Federal Reserve Governor Stephen I. Miran delivered a pointed message in his remarks in Washington, D.C., warning that the size and structure of the Fed’s balance sheet are no longer driven purely by monetary policy objectives but increasingly by regulatory frameworks imposed on banks.
According to Miran, leverage ratios, liquidity rules, and supervisory preferences have elevated bank demand for reserves to a level that forces the Federal Open Market Committee (FOMC) to make balance sheet decisions based on regulation rather than macroeconomic conditions. This regulatory dominance risks distorting how monetary policy is implemented and constraining the Fed’s independence and operational flexibility.
Miran emphasized that the Fed’s balance sheet runoff—shrinking its securities portfolio—is ending not because of an immediate need to support markets but because regulatory burdens compel banks to hold high levels of reserves. As reserves dipped near the lower end of what the Fed considers ample, the FOMC opted to stop further reductions beginning December 1.

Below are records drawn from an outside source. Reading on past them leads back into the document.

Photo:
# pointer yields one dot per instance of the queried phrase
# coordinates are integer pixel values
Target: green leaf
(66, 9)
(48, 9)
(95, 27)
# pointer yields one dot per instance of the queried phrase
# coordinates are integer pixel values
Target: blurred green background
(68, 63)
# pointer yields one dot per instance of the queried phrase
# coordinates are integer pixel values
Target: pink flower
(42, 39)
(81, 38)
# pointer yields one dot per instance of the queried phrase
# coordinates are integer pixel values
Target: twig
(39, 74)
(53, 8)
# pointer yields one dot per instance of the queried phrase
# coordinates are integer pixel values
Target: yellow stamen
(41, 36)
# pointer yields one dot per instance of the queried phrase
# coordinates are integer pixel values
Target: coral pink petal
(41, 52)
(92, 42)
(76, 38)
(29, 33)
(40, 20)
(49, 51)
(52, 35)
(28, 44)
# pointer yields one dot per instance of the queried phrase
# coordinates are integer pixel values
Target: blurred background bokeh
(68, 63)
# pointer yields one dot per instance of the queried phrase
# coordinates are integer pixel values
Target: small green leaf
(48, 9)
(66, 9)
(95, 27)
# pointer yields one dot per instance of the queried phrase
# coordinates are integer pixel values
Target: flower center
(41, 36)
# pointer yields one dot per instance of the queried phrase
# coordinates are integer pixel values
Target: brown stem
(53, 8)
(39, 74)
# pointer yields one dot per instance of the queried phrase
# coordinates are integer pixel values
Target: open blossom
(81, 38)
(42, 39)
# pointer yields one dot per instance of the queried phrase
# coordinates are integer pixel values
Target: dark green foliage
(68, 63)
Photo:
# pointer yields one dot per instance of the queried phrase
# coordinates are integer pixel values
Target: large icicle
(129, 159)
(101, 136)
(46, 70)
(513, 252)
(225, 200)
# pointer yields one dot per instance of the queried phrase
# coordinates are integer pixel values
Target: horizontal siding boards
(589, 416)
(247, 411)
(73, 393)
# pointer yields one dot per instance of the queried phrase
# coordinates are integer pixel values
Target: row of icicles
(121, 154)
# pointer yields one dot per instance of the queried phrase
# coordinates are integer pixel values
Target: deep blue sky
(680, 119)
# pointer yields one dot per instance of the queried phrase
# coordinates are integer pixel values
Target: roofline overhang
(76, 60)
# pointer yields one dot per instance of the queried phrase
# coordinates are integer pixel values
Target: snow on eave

In a separate address to the Bank Policy Institute, Miran called for a full reset of post-crisis banking rules, arguing that overregulation has pushed traditional banking activity out of the regulated sector and altered credit provision. He highlighted that conflicting liquidity and leverage rules create contradictory incentives, where banks must hold reserves but are penalized for doing so, forcing the Fed to maintain a larger balance sheet to meet artificial regulatory demand.
Miran proposed reforms, including a more flexible regulatory environment, changes to the treatment of the Treasury General Account (TGA), and excluding Treasuries and reserves from leverage calculations to reduce market stress. He argued that right-sizing regulation is essential to allowing the Fed to shrink its balance sheet further, improve Treasury market functioning, and restore policy independence.
Market reactions followed reports of planned leverage ratio revisions by the Fed and other regulators, with Treasury bonds outperforming interest-rate swaps as traders anticipated banks increasing Treasury holdings.